Con Gaviria reducido a un charco de sangre sobre mi alfombra, mi atención volvió a Park. Él ya estaba con el teléfono pegado a la oreja, sus ojos fijos en la pantalla de una tablet, tecleando con la velocidad de un demonio.
—El número encriptado de Iván Volkov —ordené, mi voz un gruñido bajo—. Quiero el origen de esa llamada. Cada punto de conexión. Cada transacción que haya tenido con Gaviria en el último mes. Cada jodida respiración que dé ese tipo.
Park asintió, su rostro inmutable. —Señor, mis analistas ya están trabajando en ello. Tendré un informe detallado antes de la medianoche. Le enviaré las coordenadas de Volkov en cuanto las tengamos.
Bien. Esto me daba tiempo.
Me quité la chaqueta, desanudé la corbata y me desabroché los primeros botones de la camisa. La sangre de Gaviria ya se había secado en la punta de mis zapatos. Un detalle insignificante. Caminé hacia el armario oculto en la pared, deslizándolo para revelar una fila de trajes impecables. Escogí uno oscuro, de seda. No iba a dejar que un saboteador de poca monta me impidiera cerrar el trato como un caballero.
Una vez vestido, me dirigí al baño privado de la oficina. Abrí el grifo, el agua fría cayendo. Limpié con metódica precisión cada mancha de sangre de mis zapatos, luego me lavé las manos y el rostro, sintiendo el escozor del jabón y el agua fresca disipando la tensión de mi piel. Me miré en el espejo. Mis ojos, duros, revelaban el agotamiento, pero mi expresión era de hierro.

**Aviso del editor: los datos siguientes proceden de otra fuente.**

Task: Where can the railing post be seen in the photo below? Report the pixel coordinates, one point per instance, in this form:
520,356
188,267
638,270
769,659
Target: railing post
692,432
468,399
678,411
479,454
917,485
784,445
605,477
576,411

—Prepara el auto —ordené, mi voz firme, mientras salía del baño.
Park asintió, desvaneciéndose por la puerta. El sonido de las sirenas de Padua comenzó a filtrarse por las ventanas, un recordatorio constante del mundo que dominaba.
El ascenso al auto blindado fue un movimiento fluido, una costumbre de años. Park ya estaba en el asiento del copiloto. La puerta se cerró con un sordo golpe, sellando el mundo exterior. El motor ronroneó, y el Rolls-Royce se deslizó suavemente por las calles de Padua, dejando atrás la torre Etere para dirigirse hacia el hotel Eurobuilding.

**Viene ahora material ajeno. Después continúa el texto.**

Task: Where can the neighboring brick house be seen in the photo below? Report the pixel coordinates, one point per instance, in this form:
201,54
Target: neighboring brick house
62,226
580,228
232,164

No saqué el móvil para distraerme con noticias o mercados de valores. Mis dedos se movieron con una precisión ensayada, abriendo la aplicación de seguridad de la mansión. Las cámaras. Quería saber dónde estaba. Quería verla.
La imagen apareció en la pantalla táctil: Nabí. Estaba en la biblioteca, sentada en uno de los viejos sillones de cuero, absorta en un libro. La luz tenue de una lámpara de pie caía sobre ella, dándole un aura casi etérea. Se había cambiado de ropa. Ahora vestía un vestido blanco, ligero, que le caía con una facilidad tentadora, dejando al descubierto la mayor parte de sus piernas, largas y esbeltas, cruzadas elegantemente. Su cabello negro, azabache, caía en cascada sobre el respaldo del sillón, formando un contraste brutal con el color claro de la tela y su piel de porcelana. Estaba tan jodidamente hermosa, tan serena, que me quedé viéndola, extasiado, hipnotizado por la simple imagen.

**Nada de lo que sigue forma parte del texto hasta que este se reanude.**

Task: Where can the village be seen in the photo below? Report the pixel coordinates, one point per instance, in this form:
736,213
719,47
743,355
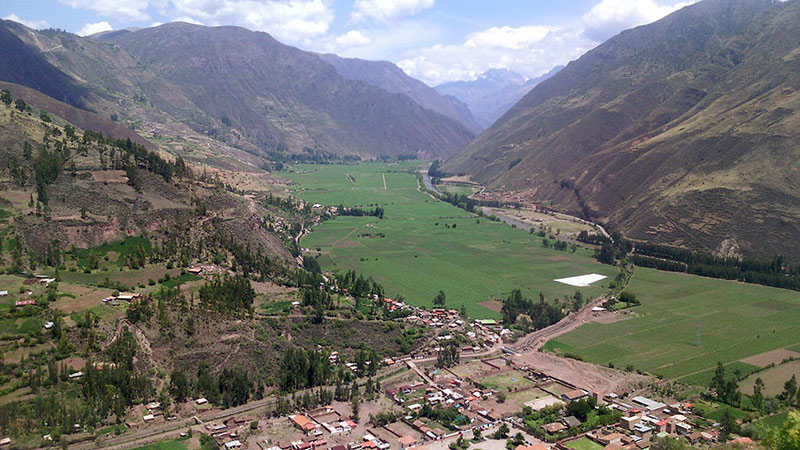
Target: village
491,397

El arrepentimiento amargo me invadió. Me sentí un idiota por haber aceptado la invitación. Mi mano apretó el móvil.
El salón privado del Eurobuilding era un despliegue de cristales y terciopelo, las mesas redondas brillaban bajo la luz tenue de los candelabros. El aire olía a comida cara y a la ambición que se cocinaba a fuego lento. Cuando Park abrió la puerta y entré, las conversaciones se ahogaron. Todas las miradas se clavaron en mí, un murmullo de bienvenida recorriendo el espacio.
La mesa principal, un óvalo inmenso, estaba llena. Kobayashi y Tanaka ya estaban sentados con Robert. Serafina e Isadora, por supuesto, también. Solo quedaba un puto asiento libre, justo al lado de Isadora. Un suspiro mental se me escapó. Esto iba a ser una tortura. Los japoneses me dieron la bienvenida con sus sonrisas educadas. Asentí, forzando una sonrisa propia, y me deslicé en la silla, sintiendo a Isadora pegarse a mi costado de inmediato, como un chicle con ventosas.
No la había visto antes, absorbido por la mierda del hacker y la intrusión de Isadora. Fue Robert quien la presentó, con ese tono de maestro de ceremonias que odiaba.
—Daemon, mi sobrino, permíteme presentarte a Akari Tanaka, la hija del señor Tanaka y una pieza clave en el futuro de Kyoto Dynamics.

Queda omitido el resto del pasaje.